A firm fixture from Adonis’s earliest days, Hannah waxes lyrical: “Things dip and change through the years; I came at a time when there was fuck all in Shoreditch all the way through to Hackney’s heyday and the knock-on effect of Berlin and New York scenes, where near enough every club going felt like a copycat. What Adonis does differently is that everyone, from the door to the decks is a unique character with no pretences. Hats off to Shay for grafting and making it jump every month. [Sometimes] the stars align in club culture and this is that moment. It’s the right minds behind it, the right minds inside it and the right minds playing the music.”
As the clock strikes 4:AM and Gideön delivers a sleazy acid house sermon, Sands is in reflective mood outside. “House music came from black and Latino gays in Chicago; [it was] about finding a safe space to party and celebrate that. When house came to the UK, we made it famous around the world. Straight, gay, it didn’t matter, it wasn’t about that. As much as I’d like to lament about clubs like The End, Trade and Turnmills closing, or laugh when I hear TLC’s ‘No Scrubs’ played at 135BPM at commercial gay nights like Popcorn, you have to celebrate. Looking around tonight at Adonis, we’re all still here for that same message. It’s about coming together for the music, on a dancefloor where you can be yourself.”
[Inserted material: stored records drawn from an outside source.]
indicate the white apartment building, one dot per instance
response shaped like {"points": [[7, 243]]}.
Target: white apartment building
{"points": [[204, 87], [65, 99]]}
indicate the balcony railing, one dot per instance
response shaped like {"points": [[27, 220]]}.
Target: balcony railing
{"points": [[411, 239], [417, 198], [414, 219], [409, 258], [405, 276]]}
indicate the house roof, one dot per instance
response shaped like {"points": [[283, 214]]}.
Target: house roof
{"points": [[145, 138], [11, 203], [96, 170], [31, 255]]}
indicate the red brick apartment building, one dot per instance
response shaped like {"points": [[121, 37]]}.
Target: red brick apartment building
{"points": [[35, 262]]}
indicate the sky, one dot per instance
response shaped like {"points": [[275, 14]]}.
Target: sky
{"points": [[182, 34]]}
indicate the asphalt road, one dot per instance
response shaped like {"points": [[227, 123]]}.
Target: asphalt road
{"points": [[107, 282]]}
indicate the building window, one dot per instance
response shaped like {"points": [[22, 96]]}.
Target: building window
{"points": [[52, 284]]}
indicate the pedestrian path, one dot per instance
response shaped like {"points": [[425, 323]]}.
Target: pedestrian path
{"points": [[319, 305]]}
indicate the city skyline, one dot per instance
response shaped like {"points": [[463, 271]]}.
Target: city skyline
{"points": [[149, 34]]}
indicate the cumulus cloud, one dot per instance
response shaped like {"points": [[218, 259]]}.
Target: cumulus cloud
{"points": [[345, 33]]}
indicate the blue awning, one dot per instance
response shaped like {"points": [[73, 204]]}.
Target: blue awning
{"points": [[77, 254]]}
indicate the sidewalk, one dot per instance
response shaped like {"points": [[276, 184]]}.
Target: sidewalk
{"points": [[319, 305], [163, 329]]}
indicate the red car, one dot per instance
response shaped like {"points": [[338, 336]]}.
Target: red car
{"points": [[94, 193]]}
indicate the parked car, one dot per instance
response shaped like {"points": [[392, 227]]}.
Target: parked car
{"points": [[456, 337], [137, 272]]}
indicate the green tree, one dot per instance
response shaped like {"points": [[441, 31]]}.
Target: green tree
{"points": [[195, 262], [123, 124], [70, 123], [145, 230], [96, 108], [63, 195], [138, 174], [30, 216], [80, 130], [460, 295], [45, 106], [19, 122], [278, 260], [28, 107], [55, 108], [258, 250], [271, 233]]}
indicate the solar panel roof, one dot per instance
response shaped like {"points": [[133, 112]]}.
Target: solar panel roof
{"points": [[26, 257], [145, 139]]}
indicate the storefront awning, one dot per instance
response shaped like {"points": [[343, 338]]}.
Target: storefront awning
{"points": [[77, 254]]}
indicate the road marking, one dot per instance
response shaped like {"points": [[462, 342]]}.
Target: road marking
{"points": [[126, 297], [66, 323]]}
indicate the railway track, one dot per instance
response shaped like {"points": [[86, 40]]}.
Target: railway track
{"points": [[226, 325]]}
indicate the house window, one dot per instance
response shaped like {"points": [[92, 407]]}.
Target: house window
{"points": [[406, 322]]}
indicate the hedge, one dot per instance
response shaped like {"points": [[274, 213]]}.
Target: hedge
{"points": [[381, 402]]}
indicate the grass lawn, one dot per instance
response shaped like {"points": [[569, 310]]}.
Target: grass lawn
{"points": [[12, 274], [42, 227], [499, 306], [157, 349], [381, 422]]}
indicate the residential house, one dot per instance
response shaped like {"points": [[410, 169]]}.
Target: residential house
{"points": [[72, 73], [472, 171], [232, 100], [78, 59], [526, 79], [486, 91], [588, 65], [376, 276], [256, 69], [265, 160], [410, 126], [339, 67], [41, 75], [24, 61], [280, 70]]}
Shay adds, “There are only so many times you can go to a gay club and hear an Adele megamix played relentlessly before you’re going to start searching for an alternative. It’s shady to say, but that’s probably why so many closed down. People like me started searching for a new Block9 or Holland’s Batty Bass... something that was progressive.”
Having locked down collaborations with Flash at Pikes Ibiza and festival slots like Maceo’s bar for Block9 at Glastonbury it’s hard to believe Shay started Adonis only two years ago. “No-one throws a party to start a business. I did it because I loved the music and luckily my mates were fab DJs,” he says. “I could have never expected it to become this mad monster where we’re flying acts in and getting approached to book others from all over the world.”
Popularity, of course, brings its own conundrums. “I never wanted to have a guy at the door like Berghain who turns people away. But I also don’t want to lose the core demographic that made us who we are. I’m not putting someone on the door in a wanky way that’s about your look, but to ensure that the vibe you come in with is one that maintains ours. [Before these measures] there was one party where I looked around and I was like, “Who the fuck are all these people?!”
Gearing up for a 'Stop Brexit’ soundsystem protest, Gideön doesn’t hesitate to speak his mind. “It’s fucking amazing to be part of something that is so on fire right now. With everything that’s happening with Brexit, any sort of flag-waving nationalism makes you wanna be sick. But one thing I can say is that I do feel proud to be British and part of something as important musically as Adonis.”
Kerbside, as the sun goes up, Grace Sands has the last word. “The world’s gone mad! I think people subconsciously look around at everything and make the decision, “Fuck this, I’m gonna start having a good time.”